London, Sept.5 : Another British icon has gone the Chinese way. We are talking about taxis.
They are now not being made in Britain, but at a sprawling factory in the lush green suburbs of Shanghai.
Young Chinese workers have been roped in for the full-scale production of one of Britain's most emblematic vehicles.
London Taxi International, which will continue to build nine out ten cabs used in Britain at a factory in Coventry, could not expand at its small-scale, high-cost plant. So it turned to China to drive overseas expansion.
The Scotsman quoted Paul Stowe, a British motor executive who is overseeing the joint venture between Britain's Manganese Bronze Holdings, owner of London Taxi International, and Geely Group Holdings, one of China's biggest independent carmakers, as saying that this is a step in the right direction if expansion is the objective.

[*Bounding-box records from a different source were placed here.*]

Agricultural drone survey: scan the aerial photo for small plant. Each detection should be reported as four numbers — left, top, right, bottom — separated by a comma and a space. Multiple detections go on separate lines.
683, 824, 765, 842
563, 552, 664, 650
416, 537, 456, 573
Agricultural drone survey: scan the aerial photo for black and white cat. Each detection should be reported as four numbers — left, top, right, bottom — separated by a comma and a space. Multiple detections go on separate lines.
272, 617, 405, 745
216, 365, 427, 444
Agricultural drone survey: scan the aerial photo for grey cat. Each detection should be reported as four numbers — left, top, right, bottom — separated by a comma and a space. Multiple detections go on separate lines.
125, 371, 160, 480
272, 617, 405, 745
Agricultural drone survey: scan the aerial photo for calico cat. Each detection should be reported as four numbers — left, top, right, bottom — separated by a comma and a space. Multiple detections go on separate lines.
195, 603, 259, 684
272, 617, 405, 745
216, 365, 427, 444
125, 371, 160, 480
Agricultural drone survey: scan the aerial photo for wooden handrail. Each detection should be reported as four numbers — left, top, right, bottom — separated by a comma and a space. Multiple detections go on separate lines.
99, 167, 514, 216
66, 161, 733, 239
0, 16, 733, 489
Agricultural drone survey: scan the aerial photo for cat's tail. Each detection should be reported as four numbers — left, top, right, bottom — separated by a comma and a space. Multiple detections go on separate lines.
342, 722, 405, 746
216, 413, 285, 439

According to Stowe, the venture is already bearing fruit, with agreements signed to sell 6,000 London Taxis from the Chinese factory, more than double the Coventry plant's annual output.
Most will go to cities like Singapore, Dubai, Moscow - that covet the image of a black cab associated with the London Taxis' tradition of good service and durability.
Manganese Bronze Holdings hunted for nearly a decade for a suitable Chinese partner. Geely was looking for a chance to bring onboard the new technology and quality upgrades it needs to get ahead in China's brutally competitive market, without risking being swallowed by a huge international rival.
Trial production of London Taxi's TX4, equipped with Mitsubishi engines, began last week in Geely's factory, in the scenic canal town of Fengjing. By mid-December, the plant will launch mass production.
By boosting volume, LTI expects to reduce costs by up to 60 per cent, with most of the savings coming not from cheaper labour but from less costly parts, Stowe said.
It is the vehicle's traditional idiosyncrasies, such as its famed ability to make extremely tight turns, and the storage space next to the driver's seat that originally held hay bales in the days of horse and carriage, that give the black cab its appeal, he added.
Stowe, who has sold the rights to his memoir of his experiences working in China with MG Nanjing to the BBC, is something of an cultural ambassador in the car-making world.